[DataFlow runtime] Online disaggregated training roadmap + PR plan (train-with-decode) by maocheng23 · Pull Request #618 · sgl-project/SpecForge

maocheng23 · 2026-06-29T07:49:18Z

Docs only. Adds refactor/dataflow-online-roadmap.md — the plan for taking the M6 DataFlow runtime from the shipped offline disaggregated path to a live "train-with-decode" disaggregated run (the architecture behind TorchSpec / EAGLE 3.1).

Decision recorded

Regime: train-with-decode, not on-policy. A live engine runs the frozen target and streams hidden states into training; the draft is not in the generation loop.
Consequence: weight-sync / staleness is OUT of scope — the streamed data is independent of the draft weights, so there is nothing to re-sync (TorchSpec, the SOTA comparable, has no weight-sync either).
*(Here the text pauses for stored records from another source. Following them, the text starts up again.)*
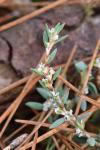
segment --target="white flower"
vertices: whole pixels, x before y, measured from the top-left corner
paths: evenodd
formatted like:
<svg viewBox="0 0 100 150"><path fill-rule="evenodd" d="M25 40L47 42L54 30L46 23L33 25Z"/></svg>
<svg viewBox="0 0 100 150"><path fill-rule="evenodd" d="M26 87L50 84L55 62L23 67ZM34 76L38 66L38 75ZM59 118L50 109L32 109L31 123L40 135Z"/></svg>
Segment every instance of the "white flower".
<svg viewBox="0 0 100 150"><path fill-rule="evenodd" d="M49 72L48 75L46 76L46 78L48 80L52 80L52 76L54 75L55 71L53 70L53 68L49 68Z"/></svg>
<svg viewBox="0 0 100 150"><path fill-rule="evenodd" d="M55 32L55 28L49 29L49 32L50 32L50 33L54 33L54 32Z"/></svg>
<svg viewBox="0 0 100 150"><path fill-rule="evenodd" d="M55 91L52 91L51 93L54 97L56 97L56 98L59 97L59 92L55 93Z"/></svg>
<svg viewBox="0 0 100 150"><path fill-rule="evenodd" d="M70 118L73 116L73 110L72 109L70 109L70 111L63 110L61 114L64 116L66 120L70 120Z"/></svg>
<svg viewBox="0 0 100 150"><path fill-rule="evenodd" d="M57 108L55 108L55 113L62 114L62 110L59 107L57 107Z"/></svg>
<svg viewBox="0 0 100 150"><path fill-rule="evenodd" d="M54 36L52 37L54 41L58 40L59 35L58 34L54 34Z"/></svg>
<svg viewBox="0 0 100 150"><path fill-rule="evenodd" d="M44 70L43 70L43 73L44 73L44 74L47 74L47 73L48 73L48 70L49 70L49 68L48 68L48 67L45 67Z"/></svg>
<svg viewBox="0 0 100 150"><path fill-rule="evenodd" d="M82 137L82 136L84 136L84 133L81 129L76 128L76 135L78 135L79 137Z"/></svg>
<svg viewBox="0 0 100 150"><path fill-rule="evenodd" d="M59 35L55 31L55 28L49 29L49 32L51 33L51 40L56 41L59 38Z"/></svg>
<svg viewBox="0 0 100 150"><path fill-rule="evenodd" d="M88 86L86 86L86 88L84 89L84 94L89 94L89 88L88 88Z"/></svg>
<svg viewBox="0 0 100 150"><path fill-rule="evenodd" d="M50 44L48 43L48 44L47 44L47 48L46 48L46 54L47 54L47 55L49 55L50 50L51 50L51 49L49 48L49 46L50 46Z"/></svg>
<svg viewBox="0 0 100 150"><path fill-rule="evenodd" d="M38 67L37 67L37 70L40 71L40 72L43 72L44 68L45 68L45 64L40 63L40 64L38 65Z"/></svg>
<svg viewBox="0 0 100 150"><path fill-rule="evenodd" d="M100 57L96 58L95 63L95 66L100 69Z"/></svg>
<svg viewBox="0 0 100 150"><path fill-rule="evenodd" d="M46 102L43 103L43 111L48 111L53 103L53 99L48 99Z"/></svg>
<svg viewBox="0 0 100 150"><path fill-rule="evenodd" d="M55 73L54 69L50 67L49 73L50 73L51 75L54 75L54 73Z"/></svg>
This removes the previously-floated "weight sync + two-axis staleness gate" milestone.

Competitive scorecard vs TorchSpec (orchestration/live-gen — where we're behind) and DeepSpec (breadth/eval — orthogonal edge). Our data plane (MooncakeFeatureStore, SampleRef) is at parity / arguably cleaner.
Target Ray-actor architecture.
PR decomposition (the point — no mega-PRs, merge bottom-up):
- O1 — live single-pair: O1.1 shared cross-process control plane · O1.2 build_disagg_online_eagle3_runtime + async loop (in-process gen stub) · O1.3 live SGLang-server hidden-state capture 🔴 gating.
- O2 — Ray orchestration + scale-out: O2.1 actor/placement layer · O2.2 multi-producer/trainer + DP-resharding · O2.3 cross-pool backpressure · O2.4 streaming-pool lifetime + online store-bug fixes.
- Parallel eval/breadth track (DeepSpec parity), independent.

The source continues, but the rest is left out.